Она продолжала молчание, по-прежнему поглощённая единственным ощущением головокружительной езды, и только в конце пути, точно опомнившись, ответила:
– Откуда вам меня знать? Вы, наверно, и не подумали обо мне ни разу. А вот я о вас знаю все.
– Все? – не поверил он.
– Как вы были в тюрьме, как жили в ссылке, как пошли на войну…
– Ещё не все, – подзадорил он.
– Ну… что же вам ещё? О Лизе Мешковой? И о Лизе знаю. Словом – все!
Она обернулась к нему в первый раз за дорогу. Лукавое любопытство мелькнуло на её лице, и он неожиданно отвёл взгляд.
Ей надо было выходить. За эту секундную стоянку ему захотелось так много высказать о себе, что он не нашёл ни одного подходящего слова.
– Давайте увидимся, – предложил он, протягивая ей руку, когда она уже стояла на тротуаре – тонкая, прямая, в сверкающем на солнце белом коротком платье, с растрёпанными ветром волосами.
– Давайте.
– Приезжайте послезавтра вечером к маме, хорошо?
Она сказала, чуть кивнув:
– Хорошо, – и скрылась за угловым домом.
Эти два дня Кирилл занимался делами с увлечением, но чем настойчивее уводило его за собой дело, тем медленнее шли часы, и едва наступал вечер, он спрашивал себя с изумлением – почему назначил встречу на послезавтра, а не на сегодня, не на завтра? «Растерялся, молодой человек, растерялся», – повторял он про себя с издёвочкой и озорно.
Ему была знакома эта беспокоящая протяжённость времени. Давней, почти забытой порой, вынужденный излишек времени заполнялся живучей тревогой об утрате, о потерянной надежде.

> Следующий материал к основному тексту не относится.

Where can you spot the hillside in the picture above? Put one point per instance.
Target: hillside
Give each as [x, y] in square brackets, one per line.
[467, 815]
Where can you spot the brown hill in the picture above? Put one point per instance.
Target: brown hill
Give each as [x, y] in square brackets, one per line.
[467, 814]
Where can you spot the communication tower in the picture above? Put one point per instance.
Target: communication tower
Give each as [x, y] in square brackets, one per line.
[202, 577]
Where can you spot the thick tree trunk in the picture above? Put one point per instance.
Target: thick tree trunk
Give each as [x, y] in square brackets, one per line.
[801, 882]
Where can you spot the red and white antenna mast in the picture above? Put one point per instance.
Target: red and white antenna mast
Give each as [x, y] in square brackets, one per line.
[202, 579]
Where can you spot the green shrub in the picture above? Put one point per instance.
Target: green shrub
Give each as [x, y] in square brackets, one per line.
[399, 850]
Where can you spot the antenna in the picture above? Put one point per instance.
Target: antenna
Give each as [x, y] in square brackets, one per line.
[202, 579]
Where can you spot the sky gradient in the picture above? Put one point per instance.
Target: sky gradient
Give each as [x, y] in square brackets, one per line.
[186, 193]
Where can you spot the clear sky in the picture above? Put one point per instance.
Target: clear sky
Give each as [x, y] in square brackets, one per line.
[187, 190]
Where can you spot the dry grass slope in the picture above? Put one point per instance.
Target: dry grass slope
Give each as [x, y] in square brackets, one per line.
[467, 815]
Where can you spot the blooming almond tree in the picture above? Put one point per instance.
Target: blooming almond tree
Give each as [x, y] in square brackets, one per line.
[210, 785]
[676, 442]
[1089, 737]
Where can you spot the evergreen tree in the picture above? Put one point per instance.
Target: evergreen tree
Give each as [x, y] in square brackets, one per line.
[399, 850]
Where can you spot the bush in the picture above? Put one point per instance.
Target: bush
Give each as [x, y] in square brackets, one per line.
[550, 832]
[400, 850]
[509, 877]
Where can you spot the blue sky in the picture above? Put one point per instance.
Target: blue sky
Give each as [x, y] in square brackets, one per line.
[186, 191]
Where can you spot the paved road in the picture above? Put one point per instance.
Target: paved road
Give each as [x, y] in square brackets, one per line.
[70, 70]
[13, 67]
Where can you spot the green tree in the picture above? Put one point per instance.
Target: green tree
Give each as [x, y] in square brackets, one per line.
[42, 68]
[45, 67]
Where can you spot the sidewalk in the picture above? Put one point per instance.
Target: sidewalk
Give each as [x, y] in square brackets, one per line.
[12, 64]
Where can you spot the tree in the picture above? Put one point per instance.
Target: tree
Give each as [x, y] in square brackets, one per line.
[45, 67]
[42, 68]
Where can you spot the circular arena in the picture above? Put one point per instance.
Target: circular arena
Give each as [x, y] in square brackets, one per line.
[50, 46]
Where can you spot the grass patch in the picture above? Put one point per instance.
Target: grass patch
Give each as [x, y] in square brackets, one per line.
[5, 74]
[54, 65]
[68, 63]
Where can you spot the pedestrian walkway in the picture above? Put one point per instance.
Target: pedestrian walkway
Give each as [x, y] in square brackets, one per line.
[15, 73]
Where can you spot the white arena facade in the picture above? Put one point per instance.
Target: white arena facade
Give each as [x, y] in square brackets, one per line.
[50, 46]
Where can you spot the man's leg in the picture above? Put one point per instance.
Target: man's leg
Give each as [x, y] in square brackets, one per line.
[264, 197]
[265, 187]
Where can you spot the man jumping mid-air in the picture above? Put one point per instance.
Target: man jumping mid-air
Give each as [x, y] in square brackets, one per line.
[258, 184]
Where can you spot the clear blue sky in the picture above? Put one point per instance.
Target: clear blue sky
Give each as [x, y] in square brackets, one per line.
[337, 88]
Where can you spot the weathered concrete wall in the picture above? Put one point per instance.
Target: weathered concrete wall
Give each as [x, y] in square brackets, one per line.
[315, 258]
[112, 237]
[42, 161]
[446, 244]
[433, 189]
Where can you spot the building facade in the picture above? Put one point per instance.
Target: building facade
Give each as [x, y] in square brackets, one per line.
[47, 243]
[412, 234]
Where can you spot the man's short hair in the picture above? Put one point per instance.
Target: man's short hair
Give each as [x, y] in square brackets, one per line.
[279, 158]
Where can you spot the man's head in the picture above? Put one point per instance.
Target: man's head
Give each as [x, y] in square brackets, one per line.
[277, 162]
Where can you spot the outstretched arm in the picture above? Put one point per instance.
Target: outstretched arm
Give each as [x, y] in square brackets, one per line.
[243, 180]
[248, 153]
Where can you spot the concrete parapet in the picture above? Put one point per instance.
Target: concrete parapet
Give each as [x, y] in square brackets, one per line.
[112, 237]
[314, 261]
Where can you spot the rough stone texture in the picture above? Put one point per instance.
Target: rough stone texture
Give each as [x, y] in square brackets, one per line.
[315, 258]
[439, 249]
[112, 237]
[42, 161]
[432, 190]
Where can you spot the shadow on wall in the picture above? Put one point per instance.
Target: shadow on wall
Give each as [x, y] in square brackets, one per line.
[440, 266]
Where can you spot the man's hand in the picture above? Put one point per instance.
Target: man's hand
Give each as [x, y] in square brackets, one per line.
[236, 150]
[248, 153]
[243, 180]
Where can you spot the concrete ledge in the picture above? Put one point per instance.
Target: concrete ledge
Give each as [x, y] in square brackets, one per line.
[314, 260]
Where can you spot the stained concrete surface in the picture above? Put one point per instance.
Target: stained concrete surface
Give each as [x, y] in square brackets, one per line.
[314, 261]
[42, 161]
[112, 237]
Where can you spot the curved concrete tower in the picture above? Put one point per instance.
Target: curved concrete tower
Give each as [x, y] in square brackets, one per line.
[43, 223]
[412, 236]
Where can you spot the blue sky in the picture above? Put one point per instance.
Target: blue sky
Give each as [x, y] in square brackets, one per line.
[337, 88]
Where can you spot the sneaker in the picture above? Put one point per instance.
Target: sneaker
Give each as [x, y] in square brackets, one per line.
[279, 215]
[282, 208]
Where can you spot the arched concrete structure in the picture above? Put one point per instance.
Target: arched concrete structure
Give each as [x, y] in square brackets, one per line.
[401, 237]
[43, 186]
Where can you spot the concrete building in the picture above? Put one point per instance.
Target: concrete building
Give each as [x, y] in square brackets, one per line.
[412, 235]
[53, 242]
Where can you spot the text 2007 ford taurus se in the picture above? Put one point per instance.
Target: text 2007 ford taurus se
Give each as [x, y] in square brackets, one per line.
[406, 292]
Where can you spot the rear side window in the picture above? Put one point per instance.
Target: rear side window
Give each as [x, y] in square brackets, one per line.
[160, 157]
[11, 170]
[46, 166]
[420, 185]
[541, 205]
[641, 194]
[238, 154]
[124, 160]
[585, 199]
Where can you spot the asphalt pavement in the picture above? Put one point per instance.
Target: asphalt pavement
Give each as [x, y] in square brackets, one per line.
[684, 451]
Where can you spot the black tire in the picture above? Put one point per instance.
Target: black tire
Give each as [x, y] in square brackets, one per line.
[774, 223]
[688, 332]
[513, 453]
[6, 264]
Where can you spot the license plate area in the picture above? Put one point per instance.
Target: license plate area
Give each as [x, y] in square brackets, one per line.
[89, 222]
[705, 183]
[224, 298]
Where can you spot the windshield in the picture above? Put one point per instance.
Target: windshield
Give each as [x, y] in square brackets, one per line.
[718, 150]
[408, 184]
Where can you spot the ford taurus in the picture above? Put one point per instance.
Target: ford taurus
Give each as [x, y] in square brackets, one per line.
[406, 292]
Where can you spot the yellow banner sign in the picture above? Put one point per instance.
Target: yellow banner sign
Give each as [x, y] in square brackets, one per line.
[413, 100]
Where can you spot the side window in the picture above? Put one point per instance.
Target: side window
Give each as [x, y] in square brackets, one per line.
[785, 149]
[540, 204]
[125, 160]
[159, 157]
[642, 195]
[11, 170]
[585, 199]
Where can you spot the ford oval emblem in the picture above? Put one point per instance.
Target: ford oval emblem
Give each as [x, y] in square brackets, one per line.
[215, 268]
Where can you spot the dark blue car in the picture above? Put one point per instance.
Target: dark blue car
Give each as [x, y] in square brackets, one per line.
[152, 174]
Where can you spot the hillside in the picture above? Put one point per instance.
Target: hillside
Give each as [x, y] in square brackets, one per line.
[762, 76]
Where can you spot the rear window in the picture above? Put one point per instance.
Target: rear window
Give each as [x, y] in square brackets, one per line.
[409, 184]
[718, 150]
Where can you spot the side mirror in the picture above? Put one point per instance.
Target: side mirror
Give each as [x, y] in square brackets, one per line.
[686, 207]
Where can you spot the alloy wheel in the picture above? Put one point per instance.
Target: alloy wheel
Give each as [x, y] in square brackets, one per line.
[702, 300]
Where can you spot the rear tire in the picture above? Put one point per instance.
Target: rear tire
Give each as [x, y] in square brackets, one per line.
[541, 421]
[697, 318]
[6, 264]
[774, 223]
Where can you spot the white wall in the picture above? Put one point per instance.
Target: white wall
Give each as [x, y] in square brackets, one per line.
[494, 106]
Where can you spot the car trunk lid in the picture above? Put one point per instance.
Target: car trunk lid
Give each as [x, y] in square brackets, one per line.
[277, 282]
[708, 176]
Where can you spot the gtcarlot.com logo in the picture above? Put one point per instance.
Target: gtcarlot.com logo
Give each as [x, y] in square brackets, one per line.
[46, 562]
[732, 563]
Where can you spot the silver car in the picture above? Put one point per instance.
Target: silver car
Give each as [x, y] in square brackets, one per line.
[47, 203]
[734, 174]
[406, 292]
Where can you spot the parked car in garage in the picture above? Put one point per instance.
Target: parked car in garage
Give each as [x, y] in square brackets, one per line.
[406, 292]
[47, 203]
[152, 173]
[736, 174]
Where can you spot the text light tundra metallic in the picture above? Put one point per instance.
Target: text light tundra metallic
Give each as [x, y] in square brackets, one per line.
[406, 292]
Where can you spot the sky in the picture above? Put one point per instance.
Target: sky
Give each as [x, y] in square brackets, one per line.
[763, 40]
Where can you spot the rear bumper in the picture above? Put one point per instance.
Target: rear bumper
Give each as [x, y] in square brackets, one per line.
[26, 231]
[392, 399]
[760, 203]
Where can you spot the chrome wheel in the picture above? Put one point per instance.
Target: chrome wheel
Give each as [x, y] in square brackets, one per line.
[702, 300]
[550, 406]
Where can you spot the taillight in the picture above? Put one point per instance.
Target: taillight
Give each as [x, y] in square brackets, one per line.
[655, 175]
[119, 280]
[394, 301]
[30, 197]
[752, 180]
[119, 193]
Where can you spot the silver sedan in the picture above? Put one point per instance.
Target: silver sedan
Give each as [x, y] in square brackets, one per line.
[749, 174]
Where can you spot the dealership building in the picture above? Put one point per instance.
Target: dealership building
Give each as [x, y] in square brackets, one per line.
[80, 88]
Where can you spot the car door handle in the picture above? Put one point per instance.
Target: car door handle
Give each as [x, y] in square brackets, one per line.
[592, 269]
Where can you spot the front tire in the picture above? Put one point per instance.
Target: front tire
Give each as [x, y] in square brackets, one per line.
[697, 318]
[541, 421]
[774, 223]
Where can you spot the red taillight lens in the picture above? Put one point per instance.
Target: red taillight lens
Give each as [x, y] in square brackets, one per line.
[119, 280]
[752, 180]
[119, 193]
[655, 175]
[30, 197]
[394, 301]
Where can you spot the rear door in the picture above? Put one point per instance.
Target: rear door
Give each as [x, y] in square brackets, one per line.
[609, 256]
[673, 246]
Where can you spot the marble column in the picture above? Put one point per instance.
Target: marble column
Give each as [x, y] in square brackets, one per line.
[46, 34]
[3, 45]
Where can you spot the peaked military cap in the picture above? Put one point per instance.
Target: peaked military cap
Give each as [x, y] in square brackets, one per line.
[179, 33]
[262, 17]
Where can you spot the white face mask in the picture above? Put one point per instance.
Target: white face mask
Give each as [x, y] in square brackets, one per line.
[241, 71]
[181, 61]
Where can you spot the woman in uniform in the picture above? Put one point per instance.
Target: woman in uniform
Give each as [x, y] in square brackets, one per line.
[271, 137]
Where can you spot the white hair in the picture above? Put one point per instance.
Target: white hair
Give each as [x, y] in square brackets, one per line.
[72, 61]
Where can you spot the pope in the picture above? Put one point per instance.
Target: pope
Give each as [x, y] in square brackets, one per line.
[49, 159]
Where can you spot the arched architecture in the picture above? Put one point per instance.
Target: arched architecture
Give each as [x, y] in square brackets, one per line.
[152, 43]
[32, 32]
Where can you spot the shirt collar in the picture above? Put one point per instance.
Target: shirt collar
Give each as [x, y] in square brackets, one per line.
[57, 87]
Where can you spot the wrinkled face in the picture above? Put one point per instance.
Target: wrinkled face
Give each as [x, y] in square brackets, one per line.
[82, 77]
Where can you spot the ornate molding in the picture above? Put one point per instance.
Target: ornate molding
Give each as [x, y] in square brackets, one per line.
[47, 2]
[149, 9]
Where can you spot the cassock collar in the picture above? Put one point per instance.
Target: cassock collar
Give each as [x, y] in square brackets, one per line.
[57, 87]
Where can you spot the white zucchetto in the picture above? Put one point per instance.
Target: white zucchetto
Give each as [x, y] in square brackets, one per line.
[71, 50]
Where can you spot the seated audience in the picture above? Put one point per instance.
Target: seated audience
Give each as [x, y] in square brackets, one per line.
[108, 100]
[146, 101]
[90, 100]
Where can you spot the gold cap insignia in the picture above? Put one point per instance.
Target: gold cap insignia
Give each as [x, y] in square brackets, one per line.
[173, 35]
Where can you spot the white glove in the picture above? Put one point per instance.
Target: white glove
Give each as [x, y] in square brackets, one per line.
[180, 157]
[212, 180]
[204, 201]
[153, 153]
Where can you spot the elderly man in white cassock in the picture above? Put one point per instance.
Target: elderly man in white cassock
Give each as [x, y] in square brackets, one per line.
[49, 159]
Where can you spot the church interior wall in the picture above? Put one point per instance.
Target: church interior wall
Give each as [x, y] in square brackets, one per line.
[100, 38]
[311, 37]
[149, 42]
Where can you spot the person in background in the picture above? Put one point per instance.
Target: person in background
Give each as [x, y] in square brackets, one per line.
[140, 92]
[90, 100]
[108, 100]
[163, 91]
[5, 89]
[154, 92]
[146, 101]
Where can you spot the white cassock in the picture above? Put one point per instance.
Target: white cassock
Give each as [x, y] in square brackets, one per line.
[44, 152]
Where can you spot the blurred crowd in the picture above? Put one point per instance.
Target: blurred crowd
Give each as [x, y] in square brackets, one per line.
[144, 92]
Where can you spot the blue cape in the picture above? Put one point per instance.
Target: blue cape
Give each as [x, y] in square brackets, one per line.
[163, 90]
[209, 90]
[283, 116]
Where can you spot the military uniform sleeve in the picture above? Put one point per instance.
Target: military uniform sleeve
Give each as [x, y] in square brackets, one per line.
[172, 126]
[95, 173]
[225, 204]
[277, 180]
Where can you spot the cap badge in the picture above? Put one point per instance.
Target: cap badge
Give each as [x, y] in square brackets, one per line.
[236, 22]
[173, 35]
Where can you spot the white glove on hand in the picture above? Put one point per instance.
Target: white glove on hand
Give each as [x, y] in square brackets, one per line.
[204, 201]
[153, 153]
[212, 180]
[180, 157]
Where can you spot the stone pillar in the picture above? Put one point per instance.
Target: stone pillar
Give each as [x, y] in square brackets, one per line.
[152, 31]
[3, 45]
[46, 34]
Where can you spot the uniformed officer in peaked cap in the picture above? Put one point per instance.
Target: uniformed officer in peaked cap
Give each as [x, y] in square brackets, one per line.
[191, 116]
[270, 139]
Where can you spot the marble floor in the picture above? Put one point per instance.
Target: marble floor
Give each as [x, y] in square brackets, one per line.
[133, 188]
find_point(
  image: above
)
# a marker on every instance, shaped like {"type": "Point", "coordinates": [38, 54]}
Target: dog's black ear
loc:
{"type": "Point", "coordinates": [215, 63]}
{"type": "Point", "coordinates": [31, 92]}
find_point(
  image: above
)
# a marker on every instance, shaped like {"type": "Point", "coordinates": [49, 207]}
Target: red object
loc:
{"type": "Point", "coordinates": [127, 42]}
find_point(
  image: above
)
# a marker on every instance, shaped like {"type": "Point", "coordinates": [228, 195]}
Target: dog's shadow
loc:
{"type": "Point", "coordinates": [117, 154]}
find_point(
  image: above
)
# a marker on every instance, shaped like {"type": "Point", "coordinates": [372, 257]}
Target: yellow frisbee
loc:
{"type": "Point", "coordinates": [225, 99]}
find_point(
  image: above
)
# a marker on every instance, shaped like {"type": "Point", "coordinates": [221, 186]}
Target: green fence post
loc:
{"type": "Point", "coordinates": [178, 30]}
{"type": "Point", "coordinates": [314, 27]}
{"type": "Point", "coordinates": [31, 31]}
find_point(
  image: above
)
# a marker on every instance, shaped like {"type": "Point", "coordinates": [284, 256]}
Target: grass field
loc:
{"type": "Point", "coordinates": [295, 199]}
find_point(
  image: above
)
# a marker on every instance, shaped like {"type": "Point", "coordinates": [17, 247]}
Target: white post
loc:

Это бывало в Олонецких лесах, позже – в годы сормовского притворства, когда надо было жить надетой на себя скучной личиной благонамеренного чертёжника Ломова. Тогда это чувство выливалось в тоску о Лизе.
Сейчас он испытывал что-то похожее и одновременно другое, новое, смешанное с нетерпением. Сходство и различие чувства шло дальше. Тогда, тоскуя о Лизе, он думал о Цветухине. Теперь не успевал он вспомнить Аночку – Цветухин тоже приходил ему на ум. Но в прошлом его столкновение с Цветухиным было иллюзией, выросшей из предчувствия опасности. Сейчас Цветухин казался живой угрозой, и он только не понимал – почему?
За сутки до назначенной встречи с Аночкой, ночью, лёжа у отворённого окна и глядя в звёздную неподвижность неба, Кирилл потребовал от себя объяснения странному чувству.
Прежде всего он решил, что у него нет никакой неприязни к Цветухину как к человеку. Наоборот, Цветухин делал, в сущности, как раз то, что Кирилл мог бы ожидать от актёра в революционное время. Правда, Кириллу было неясно, что надо было делать в искусстве. Но искусство должно было быть с революцией, по эту сторону баррикад. Цветухин разделял такой взгляд и, значит, был естественным союзником. Отсюда следовало, что Кирилл прав, давая обещание поддержать Цветухина.
Но, поддерживая его, он поощрял одержимость Аночки театром. Разве это плохо? Наоборот – превосходно! Молодое увлечение, молодая страсть… Ах да! Не может же Кирилл Извеков из каких-то личных соображений поступать против принципиально правильного дела! Это умаляло бы нравственное сознание, весь умственный строй Извекова. Да и что за соображения в конце концов? Откуда Кирилл взял, что они – личные, эти соображения? Разве у него родилось какое-нибудь особое чувство к Аночке? Да если бы и родилось, если бы и нахлынуло, как ветер, как буря, как тайфун… Черт возьми!.. всё равно Кирилл никогда бы не мог свалить в одну кучу совершенно разные вещи – общественное дело и личное чувство. Слава богу, ему не занимать выдержки!
Тем более – ещё неизвестно, как отнесётся Аночка к этим самым личным соображениям. Она может воспротивиться, может иметь собственные личные соображения. Просто может спросить – кто дал Кириллу право вмешиваться в её жизнь? Ведь если она любит Цветухина… Вот именно!.. Если она его любит, значит, помогая Цветухину, Кирилл делает одолжение её чувству. Он поддерживает вовсе не какое-то там революционное искусство, а роман довольно старого актёра, не больше и не меньше!